È quanto ha deciso la Corte di Giustizia dell'Unione europea pronunciandosi sul ricorso di una cittadina contro il Comune di Ans, in Belgio, a cui era stato vietato di indossare il velo sul luogo di lavoro
"Al fine di creare un ambiente amministrativo totalmente neutro, una pubblica amministrazione può vietare di indossare in modo visibile sul luogo di lavoro qualsiasi segno che riveli convinzioni filosofiche o religiose. Una regola del genere non è discriminatoria se viene applicata in maniera generale e indiscriminata a tutto il personale di tale amministrazione e si limita allo stretto necessario". E' quanto ha deciso la Corte di Giustizia dell'Unione europea pronunciandosi sul ricorso di una cittadina contro il Comune di Ans, in Belgio, a cui era stato vietato di indossare il velo sul luogo di lavoro.
Le motivazioni
Per la Corte Ue la politica di rigorosa neutralità imposta da una pubblica amministrazione ai suoi dipendenti al fine di creare al suo interno un ambiente amministrativo totalmente neutro può essere considerata oggettivamente giustificata da una finalità legittima. Altrettanto giustificata sarebbe la scelta di un'altra pubblica amministrazione a favore di una politica che consenta, in maniera generale e indiscriminata, di indossare segni visibili di convinzioni, in particolare filosofiche o religiose, anche nei contatti con gli utenti, o l'introduzione di un divieto di indossare siffatti segni limitato alle situazioni che implicano contatti del genere.
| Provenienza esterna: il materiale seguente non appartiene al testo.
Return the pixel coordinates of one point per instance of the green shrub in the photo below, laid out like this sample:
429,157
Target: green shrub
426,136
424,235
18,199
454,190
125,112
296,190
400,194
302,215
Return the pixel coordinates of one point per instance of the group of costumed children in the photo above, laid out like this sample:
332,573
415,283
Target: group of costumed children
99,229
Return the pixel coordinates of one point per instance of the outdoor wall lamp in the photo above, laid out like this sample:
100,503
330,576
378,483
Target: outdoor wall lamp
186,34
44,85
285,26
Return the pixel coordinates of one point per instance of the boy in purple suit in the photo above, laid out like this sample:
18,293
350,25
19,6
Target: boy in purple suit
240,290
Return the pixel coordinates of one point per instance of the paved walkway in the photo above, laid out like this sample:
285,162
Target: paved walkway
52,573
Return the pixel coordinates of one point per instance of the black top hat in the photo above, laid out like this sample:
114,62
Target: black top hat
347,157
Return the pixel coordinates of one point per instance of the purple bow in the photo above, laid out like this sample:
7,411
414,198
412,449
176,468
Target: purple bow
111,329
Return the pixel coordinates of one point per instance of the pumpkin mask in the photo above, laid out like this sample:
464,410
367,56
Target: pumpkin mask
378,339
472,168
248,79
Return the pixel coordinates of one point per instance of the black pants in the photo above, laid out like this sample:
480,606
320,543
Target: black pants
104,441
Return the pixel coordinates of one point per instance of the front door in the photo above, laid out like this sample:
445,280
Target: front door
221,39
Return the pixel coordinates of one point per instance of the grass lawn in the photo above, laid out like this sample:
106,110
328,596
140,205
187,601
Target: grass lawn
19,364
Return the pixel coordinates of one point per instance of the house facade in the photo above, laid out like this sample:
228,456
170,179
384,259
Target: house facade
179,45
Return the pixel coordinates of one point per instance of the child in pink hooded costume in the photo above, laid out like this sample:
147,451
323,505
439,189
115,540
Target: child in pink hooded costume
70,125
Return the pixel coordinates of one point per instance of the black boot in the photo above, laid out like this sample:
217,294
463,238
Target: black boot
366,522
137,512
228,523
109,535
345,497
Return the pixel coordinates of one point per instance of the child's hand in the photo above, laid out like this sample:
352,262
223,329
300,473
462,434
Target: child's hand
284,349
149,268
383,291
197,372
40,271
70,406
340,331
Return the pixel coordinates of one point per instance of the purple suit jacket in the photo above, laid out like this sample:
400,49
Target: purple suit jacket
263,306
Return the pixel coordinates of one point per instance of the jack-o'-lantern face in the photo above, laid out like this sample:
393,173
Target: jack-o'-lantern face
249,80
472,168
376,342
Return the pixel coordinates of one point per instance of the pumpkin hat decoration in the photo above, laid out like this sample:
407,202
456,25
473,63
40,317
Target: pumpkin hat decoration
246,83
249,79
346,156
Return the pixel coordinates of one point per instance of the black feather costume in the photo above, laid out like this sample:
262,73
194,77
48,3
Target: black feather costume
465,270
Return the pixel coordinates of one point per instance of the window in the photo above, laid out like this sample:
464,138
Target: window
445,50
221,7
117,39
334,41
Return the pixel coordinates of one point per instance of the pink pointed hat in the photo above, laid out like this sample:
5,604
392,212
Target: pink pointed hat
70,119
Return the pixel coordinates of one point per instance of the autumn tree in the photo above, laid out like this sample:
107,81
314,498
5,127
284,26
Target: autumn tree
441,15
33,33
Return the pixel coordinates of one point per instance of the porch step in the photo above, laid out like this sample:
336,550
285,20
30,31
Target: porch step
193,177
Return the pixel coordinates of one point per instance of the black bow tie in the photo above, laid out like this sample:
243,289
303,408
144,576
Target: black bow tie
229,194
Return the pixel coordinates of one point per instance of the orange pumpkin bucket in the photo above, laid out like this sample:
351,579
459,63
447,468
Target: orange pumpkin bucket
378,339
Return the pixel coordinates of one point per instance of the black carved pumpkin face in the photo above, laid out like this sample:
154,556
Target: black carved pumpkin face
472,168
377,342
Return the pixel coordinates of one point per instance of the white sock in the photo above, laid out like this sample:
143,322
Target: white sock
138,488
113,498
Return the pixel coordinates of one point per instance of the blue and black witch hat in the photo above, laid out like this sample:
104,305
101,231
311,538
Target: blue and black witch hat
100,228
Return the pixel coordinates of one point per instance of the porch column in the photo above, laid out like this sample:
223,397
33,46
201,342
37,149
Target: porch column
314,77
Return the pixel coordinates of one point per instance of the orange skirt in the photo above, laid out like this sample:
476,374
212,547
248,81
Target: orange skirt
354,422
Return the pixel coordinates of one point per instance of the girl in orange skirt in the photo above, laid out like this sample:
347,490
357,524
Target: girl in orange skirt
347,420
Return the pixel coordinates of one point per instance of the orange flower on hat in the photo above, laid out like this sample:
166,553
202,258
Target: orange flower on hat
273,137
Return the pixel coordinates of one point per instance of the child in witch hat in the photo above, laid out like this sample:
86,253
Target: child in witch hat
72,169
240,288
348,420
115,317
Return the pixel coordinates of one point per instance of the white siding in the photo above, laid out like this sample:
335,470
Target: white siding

Il margine di discrezionalità
Infatti, ogni Stato membro, e ogni ente infrastatale nell'ambito delle sue competenze, dispone di un margine di discrezionalità nella concezione della neutralità del servizio pubblico che intende promuovere sul luogo di lavoro, a seconda del suo proprio contesto. Ciò premesso, tale finalità deve essere perseguita in modo coerente e sistematico, e le misure adottate per conseguirla devono essere limitate allo stretto necessario.